Designing these biological robots helps lay the foundation for understanding what the system is capable of and then building. We have observed different behaviors such as aggregation and interlocking, and we hope to take this work to another level to learn more fundamental basic science.

How has this collaboration benefited you outside of research?

I've learned so much about other disciplines. There are things we can do with cells that roboticists say will never be possible with their materials, but it is possible for cells. While the roboticists thought the biology in this project was magic, I found the computer science aspect magical. 

It’s hard for me to bring biology to classrooms and do outreach work because there are regulations around transporting animals and cells. However, simulations are incredible tools for education because they act as gateways that get kids to interact with us. We're trying to create outreach programs where students can either build artificial xenobots in the class or simulated ones. 
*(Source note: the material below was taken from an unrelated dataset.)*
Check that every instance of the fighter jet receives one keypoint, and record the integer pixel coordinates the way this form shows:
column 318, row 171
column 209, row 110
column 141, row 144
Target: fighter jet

We want to have local competitions where students send me the design, I build the designs in the laboratory, and we see if it works. It lets the kids participate in the design process. Although artificial intelligence and simulation can get a bad rap, there are some great opportunities to remove barriers to hypothesis testing and engaging with science, especially with the younger community.

 

This interview has been condensed and edited for clarity.

References

  1. Blackiston DJ, et al. Retention of memory through metamorphosis: can a moth remember what it learned as a caterpillar? PLoS One. 2008;3(3):e1736.
  2. Nenni MJ, et al. Xenbase: Facilitating the use of Xenopus to model human disease.Front Physiol. 2019;10:154.
  3. Blackiston DJ, Levin M. Ectopic eyes outside the head in Xenopus tadpoles provide sensory data for light-mediated learning. J Exp Biol. 2013;216(Pt 6):1031-40. 
  4. Blackiston DJ, et al. Serotonergic stimulation induces nerve growth and promotes visual learning via posterior eye grafts in a vertebrate model of induced sensory plasticity. npj Regen Med. 2017;2:8.
  5. Kriegman S, et al. A scalable pipeline for designing reconfigurable organisms. Proc. Natl. Acad. Sci. U.S.A. 2020;117:1853–1859.